One difference from last week’s Imagen is that Parti is GAN-based. Imagen and DALL-E 2 are diffusion-based models, whereas Parti is a sequence-to-sequence model scaled highly on Transformer + VQGAN.
The announcement says
Parti and Imagen are complementary in exploring two different families of generative models – autoregressive and diffusion, respectively.
...
We have decided not to release our Parti models, code, or data for public use without further safeguards in place.
There’s an interesting thread on Parti by Jason Baldridge here, and a short overview here by Google. I wonder how well the 20B model will do on text characters inside images compared to the other diffusion-based approaches like Imagen and DALL-E 2.
Well, you can see plenty of text in the samples. Obviously, like Imagen, it beats the pants off DALL-E 2 inasmuch as you can actually read the text; not a high bar. Harder to see if it really improves over Imagen: the COCO FID increase is small and otherwise they omit any real Imagen vs Parti head-to-head comparison. They advertise Parti’s ability to do long complex prompts with high fidelity, so maybe for long text insertions it’ll clearly win?
The readability difference, when compared to DALL-E 2, is laughable.
They have provided some examples after the references section, including some direct comparisons with DALL-E 2 for text in images.

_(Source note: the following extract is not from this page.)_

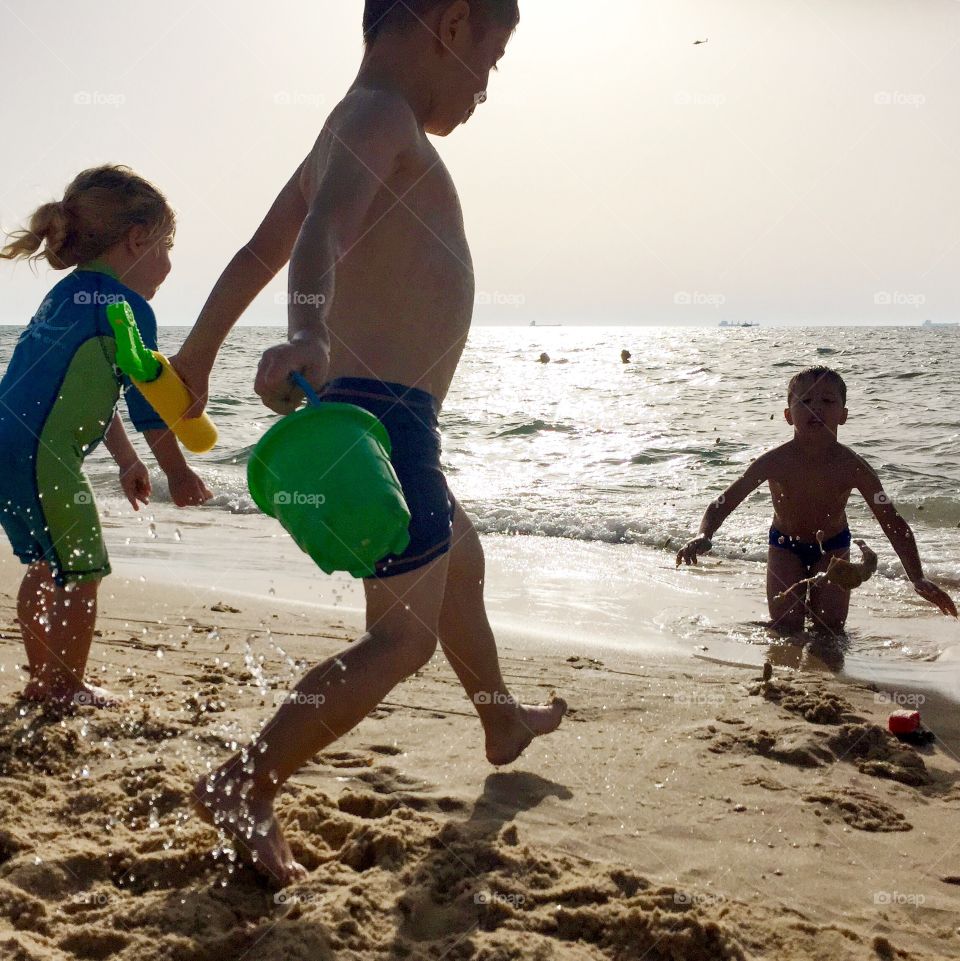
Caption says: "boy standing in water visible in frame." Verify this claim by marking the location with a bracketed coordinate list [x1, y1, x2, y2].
[175, 0, 566, 884]
[677, 367, 957, 633]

Also, PartiPrompts looks like a good collection of novel prompts for eval.
Let’s give it a reasoning test.
A photo of five minus three coins.
A painting of the last main character to die in the Harry Potter series.
An essay, in correctly spelled English, on the causes of the scientific revolution.

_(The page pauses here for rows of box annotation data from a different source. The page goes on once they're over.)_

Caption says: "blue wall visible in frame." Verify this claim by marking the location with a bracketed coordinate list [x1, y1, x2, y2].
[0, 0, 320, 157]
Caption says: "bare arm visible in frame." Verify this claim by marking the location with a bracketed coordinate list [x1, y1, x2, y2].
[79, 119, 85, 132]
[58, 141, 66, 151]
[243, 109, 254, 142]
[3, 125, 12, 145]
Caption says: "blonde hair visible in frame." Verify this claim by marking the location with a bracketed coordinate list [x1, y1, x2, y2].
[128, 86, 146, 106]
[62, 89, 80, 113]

A helpful essay, in correctly spelled English, on how to align artificial superintelligence.
It probably wouldn’t do very well.
In scroll down to the “Discussion and Limitations” section on the page linked at the start of this post you’ll see that when given the input “A plate that has no bananas on it. there is a glass without orange juice next to it.” it generated a photo with both bananas and orange juice.